A Billion Dollar Gap

Alison Root — May 23, 2011 – 10:25 am

It seems like just recently ACTION and the global health community put all hands on deck to ensure a robust Global Fund replenishment. In the U.S., ACTION celebrated the government’s commitment of $4 billion, which despite being lower than the global need, was a major feat in itself.
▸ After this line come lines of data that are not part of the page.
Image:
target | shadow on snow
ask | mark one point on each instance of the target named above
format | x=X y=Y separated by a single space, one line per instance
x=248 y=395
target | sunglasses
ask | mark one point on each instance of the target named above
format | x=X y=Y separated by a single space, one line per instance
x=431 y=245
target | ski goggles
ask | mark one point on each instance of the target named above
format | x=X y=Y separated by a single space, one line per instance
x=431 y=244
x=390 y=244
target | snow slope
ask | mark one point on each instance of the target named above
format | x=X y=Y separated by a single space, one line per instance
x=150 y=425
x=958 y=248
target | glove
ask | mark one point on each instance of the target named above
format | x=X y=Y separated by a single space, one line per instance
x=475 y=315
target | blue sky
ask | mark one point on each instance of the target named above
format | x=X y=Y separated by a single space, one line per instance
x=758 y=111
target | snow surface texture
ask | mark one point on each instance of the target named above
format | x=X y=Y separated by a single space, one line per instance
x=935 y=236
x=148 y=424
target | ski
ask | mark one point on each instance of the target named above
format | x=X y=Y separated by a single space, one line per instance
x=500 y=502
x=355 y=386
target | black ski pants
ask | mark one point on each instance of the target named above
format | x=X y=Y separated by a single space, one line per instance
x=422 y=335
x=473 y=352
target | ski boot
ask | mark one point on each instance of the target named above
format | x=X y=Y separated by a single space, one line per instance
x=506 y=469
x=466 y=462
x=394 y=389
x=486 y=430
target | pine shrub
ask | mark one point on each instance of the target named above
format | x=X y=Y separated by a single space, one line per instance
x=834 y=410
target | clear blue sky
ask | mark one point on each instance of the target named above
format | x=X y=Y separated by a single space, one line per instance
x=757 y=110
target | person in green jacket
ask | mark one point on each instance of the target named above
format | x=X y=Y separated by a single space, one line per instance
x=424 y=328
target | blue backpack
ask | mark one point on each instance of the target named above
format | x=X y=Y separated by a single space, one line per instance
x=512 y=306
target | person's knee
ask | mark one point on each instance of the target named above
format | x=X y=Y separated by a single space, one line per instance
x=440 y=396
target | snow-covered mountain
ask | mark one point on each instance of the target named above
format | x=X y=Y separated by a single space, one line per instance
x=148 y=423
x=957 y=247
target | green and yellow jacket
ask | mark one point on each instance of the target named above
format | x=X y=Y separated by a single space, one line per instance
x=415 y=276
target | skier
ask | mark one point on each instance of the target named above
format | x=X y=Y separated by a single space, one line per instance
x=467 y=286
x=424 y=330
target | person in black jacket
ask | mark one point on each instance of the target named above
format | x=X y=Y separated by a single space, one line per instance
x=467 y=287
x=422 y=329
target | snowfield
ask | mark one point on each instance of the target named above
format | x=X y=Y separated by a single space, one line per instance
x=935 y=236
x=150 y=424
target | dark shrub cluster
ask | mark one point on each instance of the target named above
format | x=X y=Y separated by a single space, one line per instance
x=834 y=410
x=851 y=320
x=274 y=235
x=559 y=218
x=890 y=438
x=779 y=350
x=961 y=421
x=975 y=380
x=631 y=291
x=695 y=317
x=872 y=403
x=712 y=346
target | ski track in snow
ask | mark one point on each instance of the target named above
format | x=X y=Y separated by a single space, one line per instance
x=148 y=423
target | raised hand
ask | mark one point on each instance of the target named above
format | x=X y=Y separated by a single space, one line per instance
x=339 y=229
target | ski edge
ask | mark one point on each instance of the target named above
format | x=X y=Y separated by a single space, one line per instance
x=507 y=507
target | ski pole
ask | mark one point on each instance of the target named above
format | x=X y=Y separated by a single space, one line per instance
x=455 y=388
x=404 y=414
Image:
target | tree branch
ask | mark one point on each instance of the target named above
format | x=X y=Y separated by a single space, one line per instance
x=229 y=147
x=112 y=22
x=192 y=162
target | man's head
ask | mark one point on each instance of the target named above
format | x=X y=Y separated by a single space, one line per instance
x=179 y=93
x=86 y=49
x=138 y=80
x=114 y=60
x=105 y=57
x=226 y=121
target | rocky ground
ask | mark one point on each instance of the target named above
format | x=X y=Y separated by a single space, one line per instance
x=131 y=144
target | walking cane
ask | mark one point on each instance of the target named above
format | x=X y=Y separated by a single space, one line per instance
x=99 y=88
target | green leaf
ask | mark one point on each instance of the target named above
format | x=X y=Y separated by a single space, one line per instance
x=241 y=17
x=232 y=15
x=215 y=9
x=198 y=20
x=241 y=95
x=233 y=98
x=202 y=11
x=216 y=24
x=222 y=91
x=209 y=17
In our field, oftentimes advocacy wins are short lived.  On the heels of releasing its impressive 2011 results report,  the Global Fund to Fight AIDS, Tuberculosis and Malaria reaffirmed last week that despite amassing $11.7 billion in 2010’s donor replenishment,  they will face more than a $1 billion shortfall.

The Global Fund’s 2011 results report, launched on May 19th, demonstrates the remarkable impact the Fund has had on AIDS,  TB and malaria to date.  The Global Fund has saved 6.5 million lives since 2002, 4.1 million of them from successful TB treatments [1]. That number is so massive, it’s nearly impossible to comprehend it.

In 2009, the Global Fund provided 65% of international TB funding for the 22 high-burden countries, making it an extremely important player in the global fight against TB. In fact, with Global Fund support, more than 7.7 million cases of TB were treated between 2002-2010, including an increased number of MDR-TB cases as well [2].

In order to achieve the Global Fund’s targets for TB, MDR-TB and TB-HIV, as well as additional targets for HIV and malaria, the resource gap must be filled. Despite the global financial crisis, the replenishment in 2010 garnered $11.7 billion in donor pledges. This figure, however, is below the lowest estimated demand from recipient countries for this time period. In order to reach the lowest case scenario, at least $1 billion is needed for 2011-2013.

Given the Global Fund’s demonstrated importance and impact, especially given its role in the fight against global TB,  donors need to step up to fill this gap. To ensure the effective use of current levels of resources, the Global fund will reconsider the rate of program scale-up and determine cost-effective investments to ensure they continue to save millions of lives.

The Global Fund’s impressive results should motivate advocates and policymakers to make a mid-term replenishment a reality in order to address this funding shortfall. Not doing so will jeopardize advances made to date and slow progress in the fight against AIDS, TB, and malaria. We cannot let this hapen, especially in the wake of impressive results.